Chocolate Cheesecake
  • You're now ready to make the final chocolate layer. Begin by mixing the skyr yogurt/vegan cream cheese with the cacao and cocoa powders. Using a whisk or electric mixer will ensure a smooth mix.
  • Dissolve the sweetener tablets in approximately 3tbsp boiling water, add to the yogurt and cacao/cocoa mix and whisk.
  • Dissolve the gelatine in approximately 3 tbsp boiling water. If it doesn't fully dissolve, heat in the microwave for 5-10 seconds at a time and stir, repeating until dissolved. (Note - if you are using agar instead of gelatine, you will need to heat it on a hob and boil for 5 minutes to activate). Add the dissolved gelatine/agar to the mixture and whisk well.
  • Heat the coconut oil in the microwave until melted, this shouldn't take longer than 20 seconds.
  • Add the melted coconut oil and vanilla essence/paste and stir.

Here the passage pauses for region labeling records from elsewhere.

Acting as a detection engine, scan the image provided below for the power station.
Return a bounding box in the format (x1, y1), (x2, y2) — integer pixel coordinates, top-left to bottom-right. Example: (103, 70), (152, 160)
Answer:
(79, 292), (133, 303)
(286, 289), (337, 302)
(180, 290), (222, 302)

  • Pour the chocolate layer into the cake tin. Make sure the layer is spread evenly by smoothing it with the back of a spoon, or by shaking the cake tin lightly from side to side.
  • Place the cake in the fridge for a few hours to set.
  • Remove the cake from the tin, drizzle with the reserved caramel, and decorate to your hearts content.
  • Enjoy! (and remember to keep and leftovers stored in the fridge).